Wow, I just love Wednesdays.
I'm trying extra hard today to maintain a positive attitude and not to complain about anything, since Oprah had some dude on yesterday that was giving away these "A Complaint Free World.Org" bracelets. You wear one, and try to go 21 days without complaining. If you complain, you must switch the bracelet to the other wrist, and your 21 days starts over.
I think I'll git me one of them. In the meanwhile, I'm practicing.
I am so grateful that even though my car won't start today, she is parked safely in my driveway until I can get some help in figuring out what is wrong with her.
I am grateful that I have remote access to log in to work from home, so I am not losing any productivity time while stuck at home. (Except for this post...)
I am thrilled that even when I just feel like laying on the couch, I can at least say that I am working hard to grow a little person inside me, and particularly loving the fact that it's a little girly girl. She's going to be sooo damn cute, by the way. I can feel it. Especially the cute way she has of laying her little head on my bladder.
I am grateful that I'm given the opportunity to grow and learn each day... lessons come from everywhere, even from the increasingly apparent misjudgement I seem to have about MEN in my life. Or one in particular. He's not okay, he's behaving abhorrently, and it's providing me with such a great learning opportunity for when I meet Mr. Wonderful.
I am very thankful that I have gotten to some very good AA meetings lately. I don't always want to hear what is said, but I need to hear it, apparently. It's also wonderful to have people around who totally "get" it.
I am looking forward to seeking out the company of some of my favorite women tonight... it's time to hear what's happening in their worlds, and not focus so much on my own stuff.
I have a work meeting this afternoon that I'm looking forward to... lots of good positive renewed energy is surrounding work right now, and it's exactly where I need to be focused.

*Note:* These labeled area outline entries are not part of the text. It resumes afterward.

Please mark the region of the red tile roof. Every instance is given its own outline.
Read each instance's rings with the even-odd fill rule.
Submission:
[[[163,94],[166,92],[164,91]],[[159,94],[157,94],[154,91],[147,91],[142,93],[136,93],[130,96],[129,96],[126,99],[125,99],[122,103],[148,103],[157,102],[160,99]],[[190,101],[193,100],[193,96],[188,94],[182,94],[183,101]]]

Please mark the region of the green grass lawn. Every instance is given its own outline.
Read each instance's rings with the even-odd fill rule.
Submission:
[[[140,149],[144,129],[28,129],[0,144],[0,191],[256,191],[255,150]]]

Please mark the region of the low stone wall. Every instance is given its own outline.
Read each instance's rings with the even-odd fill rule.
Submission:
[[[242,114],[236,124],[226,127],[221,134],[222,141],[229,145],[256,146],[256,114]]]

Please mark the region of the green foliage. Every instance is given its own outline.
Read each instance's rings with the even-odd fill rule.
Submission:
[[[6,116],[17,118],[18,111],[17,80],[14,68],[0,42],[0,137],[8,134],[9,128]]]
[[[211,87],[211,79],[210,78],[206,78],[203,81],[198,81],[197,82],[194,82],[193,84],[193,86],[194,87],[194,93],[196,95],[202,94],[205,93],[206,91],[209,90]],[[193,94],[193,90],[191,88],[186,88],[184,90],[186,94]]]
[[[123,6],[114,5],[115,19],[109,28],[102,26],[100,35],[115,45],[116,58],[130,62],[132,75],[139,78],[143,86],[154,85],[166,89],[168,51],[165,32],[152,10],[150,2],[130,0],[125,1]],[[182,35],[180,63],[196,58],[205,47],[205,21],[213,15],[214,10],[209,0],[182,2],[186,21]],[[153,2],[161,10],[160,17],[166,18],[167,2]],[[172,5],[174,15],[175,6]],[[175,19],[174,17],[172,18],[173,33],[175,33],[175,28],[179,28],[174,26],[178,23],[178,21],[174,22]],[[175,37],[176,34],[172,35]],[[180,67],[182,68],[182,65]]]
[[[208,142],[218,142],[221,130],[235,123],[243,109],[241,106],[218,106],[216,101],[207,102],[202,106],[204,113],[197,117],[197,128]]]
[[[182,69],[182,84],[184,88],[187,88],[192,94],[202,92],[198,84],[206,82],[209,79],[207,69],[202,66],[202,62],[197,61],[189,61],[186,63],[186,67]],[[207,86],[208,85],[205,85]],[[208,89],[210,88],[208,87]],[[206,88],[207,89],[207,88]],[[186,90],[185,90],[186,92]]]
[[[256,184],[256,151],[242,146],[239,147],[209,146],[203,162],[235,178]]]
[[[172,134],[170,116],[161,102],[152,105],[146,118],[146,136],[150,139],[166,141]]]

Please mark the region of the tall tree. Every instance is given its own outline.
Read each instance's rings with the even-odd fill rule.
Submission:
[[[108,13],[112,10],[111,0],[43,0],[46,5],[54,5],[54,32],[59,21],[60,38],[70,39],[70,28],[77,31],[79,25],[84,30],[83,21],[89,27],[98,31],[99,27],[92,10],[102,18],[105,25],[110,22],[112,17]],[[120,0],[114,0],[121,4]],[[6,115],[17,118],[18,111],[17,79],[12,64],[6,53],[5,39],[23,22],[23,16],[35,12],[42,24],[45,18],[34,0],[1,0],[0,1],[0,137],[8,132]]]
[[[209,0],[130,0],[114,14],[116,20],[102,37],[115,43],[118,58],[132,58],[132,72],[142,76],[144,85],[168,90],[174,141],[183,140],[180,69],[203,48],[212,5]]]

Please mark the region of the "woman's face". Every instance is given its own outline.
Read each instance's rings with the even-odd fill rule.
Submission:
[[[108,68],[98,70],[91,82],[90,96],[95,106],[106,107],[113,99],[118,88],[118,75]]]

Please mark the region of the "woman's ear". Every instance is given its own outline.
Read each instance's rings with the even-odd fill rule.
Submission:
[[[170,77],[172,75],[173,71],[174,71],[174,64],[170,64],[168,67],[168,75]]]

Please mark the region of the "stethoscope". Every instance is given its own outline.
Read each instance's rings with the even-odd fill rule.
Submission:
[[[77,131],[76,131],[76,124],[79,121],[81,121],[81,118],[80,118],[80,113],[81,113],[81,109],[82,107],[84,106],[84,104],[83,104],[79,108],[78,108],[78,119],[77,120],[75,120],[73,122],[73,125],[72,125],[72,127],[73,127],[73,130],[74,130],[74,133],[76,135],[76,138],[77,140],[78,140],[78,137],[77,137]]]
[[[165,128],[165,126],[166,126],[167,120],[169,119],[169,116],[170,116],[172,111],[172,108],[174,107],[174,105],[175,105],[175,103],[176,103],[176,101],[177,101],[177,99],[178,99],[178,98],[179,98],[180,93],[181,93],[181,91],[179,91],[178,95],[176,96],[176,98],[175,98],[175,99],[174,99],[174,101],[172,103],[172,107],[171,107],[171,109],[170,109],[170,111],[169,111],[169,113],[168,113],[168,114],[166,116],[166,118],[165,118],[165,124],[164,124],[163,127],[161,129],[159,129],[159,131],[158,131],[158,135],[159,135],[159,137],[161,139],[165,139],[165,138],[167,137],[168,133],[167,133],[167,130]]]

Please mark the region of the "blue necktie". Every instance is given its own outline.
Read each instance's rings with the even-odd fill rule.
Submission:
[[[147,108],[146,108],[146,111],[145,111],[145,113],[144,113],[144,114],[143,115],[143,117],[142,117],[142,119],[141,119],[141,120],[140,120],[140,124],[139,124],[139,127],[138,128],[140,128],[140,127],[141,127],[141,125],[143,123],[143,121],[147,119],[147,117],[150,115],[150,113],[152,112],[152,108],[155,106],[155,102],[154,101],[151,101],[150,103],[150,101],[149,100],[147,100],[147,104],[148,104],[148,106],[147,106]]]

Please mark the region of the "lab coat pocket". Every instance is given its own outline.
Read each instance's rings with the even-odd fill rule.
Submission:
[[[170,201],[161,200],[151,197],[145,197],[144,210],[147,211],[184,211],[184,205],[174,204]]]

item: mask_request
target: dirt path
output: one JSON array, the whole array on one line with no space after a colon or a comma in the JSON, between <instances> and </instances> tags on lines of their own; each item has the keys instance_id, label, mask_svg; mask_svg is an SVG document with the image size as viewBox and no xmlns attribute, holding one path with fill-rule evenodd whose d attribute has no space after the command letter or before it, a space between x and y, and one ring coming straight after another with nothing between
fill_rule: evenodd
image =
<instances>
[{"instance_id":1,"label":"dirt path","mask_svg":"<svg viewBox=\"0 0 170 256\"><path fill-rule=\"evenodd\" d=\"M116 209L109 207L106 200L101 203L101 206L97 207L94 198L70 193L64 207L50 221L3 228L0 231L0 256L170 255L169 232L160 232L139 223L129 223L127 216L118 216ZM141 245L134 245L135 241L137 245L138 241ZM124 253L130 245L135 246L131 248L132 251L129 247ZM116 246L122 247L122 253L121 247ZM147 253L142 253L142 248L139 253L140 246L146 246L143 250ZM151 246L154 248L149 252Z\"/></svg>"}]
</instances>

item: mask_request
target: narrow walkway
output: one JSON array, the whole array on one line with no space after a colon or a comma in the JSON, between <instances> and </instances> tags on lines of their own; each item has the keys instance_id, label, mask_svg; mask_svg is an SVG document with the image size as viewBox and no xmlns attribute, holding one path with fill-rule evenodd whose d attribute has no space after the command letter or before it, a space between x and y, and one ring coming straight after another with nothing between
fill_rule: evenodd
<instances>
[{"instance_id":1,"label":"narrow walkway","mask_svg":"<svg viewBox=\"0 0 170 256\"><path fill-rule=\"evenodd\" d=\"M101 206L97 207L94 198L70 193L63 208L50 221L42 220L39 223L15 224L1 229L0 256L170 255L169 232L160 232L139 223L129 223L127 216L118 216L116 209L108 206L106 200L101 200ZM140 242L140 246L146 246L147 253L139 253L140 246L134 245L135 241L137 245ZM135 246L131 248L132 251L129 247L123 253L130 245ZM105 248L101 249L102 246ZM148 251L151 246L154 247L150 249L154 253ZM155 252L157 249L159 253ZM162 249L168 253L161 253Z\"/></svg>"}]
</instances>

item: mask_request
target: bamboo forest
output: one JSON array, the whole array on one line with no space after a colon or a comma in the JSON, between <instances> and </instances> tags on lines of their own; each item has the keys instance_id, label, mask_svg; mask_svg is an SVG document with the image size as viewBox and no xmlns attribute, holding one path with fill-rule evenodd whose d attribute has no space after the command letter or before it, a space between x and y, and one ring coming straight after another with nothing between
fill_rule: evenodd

I also must say that I love maternity pants. So soft, forgiving, and comfy. Elastic is good. I never want to wear anything else. I am also grateful that I am a body size right now that works for getting the hand-me-downs. A couple of years ago I would have been searching for fat lady maternity clothes, size 18+. Now I can wear the clothes that my size 10-12 friends are passing along. Of course, had all of this happened a couple of years ago, I'd have a completely different and less healthy basis for all of this. I am soooo happy that while not all of my shit is together, at least some of the major parts are in place.